Stick to optional interim deadlines.
You will pick a dataset, from a dedicated list of data sources given below. From different resources, these data sets are carefully selected to make that step easier for you. Generally, your goal is to do something reasonable with the selected data set using what you learnt from the course. That is your final project in a nutshell! More specifically, you can think of the following steps as an example (but not limited to)
The final project for this class will consist of analysis on a dataset of your own selection from the suggested list of options. You can choose the data based on your interests or based on work in other courses or research projects. The goal of this project is for you to demonstrate proficiency in the techniques we have covered in this class (and beyond, if you like) and apply them to a novel dataset in a meaningful way.
The goal is not to do an exhaustive data analysis i.e., do not calculate every statistic and procedure you have learned for every variable, but rather let us know that you are proficient at asking meaningful questions and answering them with results of data analysis, that you are proficient in using R, and that you are proficient at interpreting and presenting the results. Focus on methods that help you begin to answer your research questions. You do not have to apply every statistical procedure we learned. Ensure that you focus on the data that you are investigating and be cautious against over interpretation. Also, critique your own methods and provide suggestions for improving your analysis. Issues pertaining to the reliability and validity of your data, and appropriateness of the statistical analysis should be discussed here.

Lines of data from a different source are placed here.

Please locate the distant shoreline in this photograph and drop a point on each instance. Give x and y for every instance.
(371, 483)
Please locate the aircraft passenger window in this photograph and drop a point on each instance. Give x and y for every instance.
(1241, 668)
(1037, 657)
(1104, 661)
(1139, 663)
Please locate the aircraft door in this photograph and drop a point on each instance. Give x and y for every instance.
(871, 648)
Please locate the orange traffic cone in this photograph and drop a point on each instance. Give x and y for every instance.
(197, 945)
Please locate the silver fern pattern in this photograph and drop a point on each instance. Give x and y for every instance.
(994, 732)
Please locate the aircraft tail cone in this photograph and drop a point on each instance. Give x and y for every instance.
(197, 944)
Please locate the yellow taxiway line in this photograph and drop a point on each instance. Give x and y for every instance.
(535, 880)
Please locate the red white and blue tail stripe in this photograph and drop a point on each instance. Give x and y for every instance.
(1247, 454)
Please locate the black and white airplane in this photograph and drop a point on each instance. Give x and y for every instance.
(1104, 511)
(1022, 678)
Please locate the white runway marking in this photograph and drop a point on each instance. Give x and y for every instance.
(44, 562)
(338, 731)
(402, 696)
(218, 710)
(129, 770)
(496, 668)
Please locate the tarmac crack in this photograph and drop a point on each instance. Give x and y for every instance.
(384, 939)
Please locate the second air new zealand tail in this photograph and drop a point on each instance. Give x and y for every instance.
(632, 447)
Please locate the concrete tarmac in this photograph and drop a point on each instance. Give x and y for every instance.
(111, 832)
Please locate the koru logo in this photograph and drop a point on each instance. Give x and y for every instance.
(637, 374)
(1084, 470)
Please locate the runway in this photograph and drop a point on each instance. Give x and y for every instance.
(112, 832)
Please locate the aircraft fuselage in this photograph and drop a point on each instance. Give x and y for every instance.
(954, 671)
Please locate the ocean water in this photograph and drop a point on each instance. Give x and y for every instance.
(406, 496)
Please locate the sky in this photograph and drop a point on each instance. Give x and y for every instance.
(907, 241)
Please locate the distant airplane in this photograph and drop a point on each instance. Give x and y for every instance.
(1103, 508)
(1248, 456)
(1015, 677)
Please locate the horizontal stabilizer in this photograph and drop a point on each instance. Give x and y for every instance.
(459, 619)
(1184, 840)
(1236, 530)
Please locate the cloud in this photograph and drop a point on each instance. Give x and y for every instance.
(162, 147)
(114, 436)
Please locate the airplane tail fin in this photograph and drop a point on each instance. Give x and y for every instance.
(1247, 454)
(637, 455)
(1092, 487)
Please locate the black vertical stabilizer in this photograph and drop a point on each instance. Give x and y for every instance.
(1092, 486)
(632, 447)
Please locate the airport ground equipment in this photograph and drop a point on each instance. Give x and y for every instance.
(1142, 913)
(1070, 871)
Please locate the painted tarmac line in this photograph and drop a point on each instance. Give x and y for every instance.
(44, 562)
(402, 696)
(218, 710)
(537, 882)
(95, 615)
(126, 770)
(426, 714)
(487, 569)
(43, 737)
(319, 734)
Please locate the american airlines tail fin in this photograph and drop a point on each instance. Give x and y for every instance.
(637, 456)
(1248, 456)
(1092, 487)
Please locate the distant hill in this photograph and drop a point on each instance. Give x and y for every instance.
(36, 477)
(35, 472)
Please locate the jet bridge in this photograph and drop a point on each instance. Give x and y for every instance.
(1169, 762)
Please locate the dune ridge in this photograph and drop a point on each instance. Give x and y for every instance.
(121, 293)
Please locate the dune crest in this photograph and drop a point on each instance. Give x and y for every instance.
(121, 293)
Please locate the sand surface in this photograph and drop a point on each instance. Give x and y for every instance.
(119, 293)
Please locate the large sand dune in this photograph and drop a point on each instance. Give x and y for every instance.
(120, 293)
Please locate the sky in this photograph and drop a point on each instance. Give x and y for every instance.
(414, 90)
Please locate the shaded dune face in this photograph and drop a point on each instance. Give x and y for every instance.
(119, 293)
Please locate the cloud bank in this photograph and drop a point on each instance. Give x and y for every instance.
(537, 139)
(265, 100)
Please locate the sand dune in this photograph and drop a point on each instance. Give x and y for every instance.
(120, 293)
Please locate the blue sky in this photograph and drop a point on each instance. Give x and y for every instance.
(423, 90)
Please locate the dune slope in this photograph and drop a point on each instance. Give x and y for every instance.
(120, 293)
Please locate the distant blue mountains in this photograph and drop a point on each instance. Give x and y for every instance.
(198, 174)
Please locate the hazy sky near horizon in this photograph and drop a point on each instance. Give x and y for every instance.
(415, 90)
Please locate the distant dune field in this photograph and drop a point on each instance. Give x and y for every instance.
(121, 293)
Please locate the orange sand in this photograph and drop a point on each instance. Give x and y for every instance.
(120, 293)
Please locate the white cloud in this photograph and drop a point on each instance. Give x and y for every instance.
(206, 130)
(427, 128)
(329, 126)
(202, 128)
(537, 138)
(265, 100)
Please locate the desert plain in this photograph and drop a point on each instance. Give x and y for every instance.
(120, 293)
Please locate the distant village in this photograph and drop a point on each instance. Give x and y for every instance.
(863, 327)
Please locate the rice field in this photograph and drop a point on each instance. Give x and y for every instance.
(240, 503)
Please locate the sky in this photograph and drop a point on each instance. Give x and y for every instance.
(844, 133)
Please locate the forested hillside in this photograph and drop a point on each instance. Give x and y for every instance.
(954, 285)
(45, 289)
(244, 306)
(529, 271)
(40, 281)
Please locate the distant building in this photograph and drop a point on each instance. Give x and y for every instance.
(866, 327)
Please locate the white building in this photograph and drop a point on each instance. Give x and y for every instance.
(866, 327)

The project is very open ended. You should create some kind of compelling visualization(s) of this data in R. There is no limit on what tools or packages you may use, but sticking to packages we learned in class (e.g. tidyverse
) is advised. You do not need to visualize all of the data at once.
A single high quality visualization will contribute much more to a good mark than a large number of poor quality visualizations. Also pay attention to your presentation. Neatness, coherency, and clarity will count. All analyses must be done in RStudio, using R. You must also set up and use a GitHub repository to collaborate with your team.
One member of your team should be responsible for managing the repository of your group project. This team member should clone the project template repository from the course GitHub account and add each of the team members as collaborators. Instructions on how to clone a repository, add collaborators and to create a new version control R project can be found in the lab worksheets.
The project template repository can be found HERE .
You must add the course GitHub account (uoeIDS
) as a collaborator to your GitHub repository, similar to the homework process.
It is highly recommended that you regularly commit any changes you have made to your work, and to frequently pull & push these changes with your repository on GitHub. Please be aware of any merger conflicts and try to resolve them (if in doubt, contact your team members on how best to resolve a conflict). If you notice an unusual error message then please seek assistance, either from a tutor in workshops or via an informative post on Piazza.
In order for you to have the greatest chance of success with this project it is important that you choose a manageable dataset. This means that the data should be readily accessible and large enough that multiple relationships can be explored.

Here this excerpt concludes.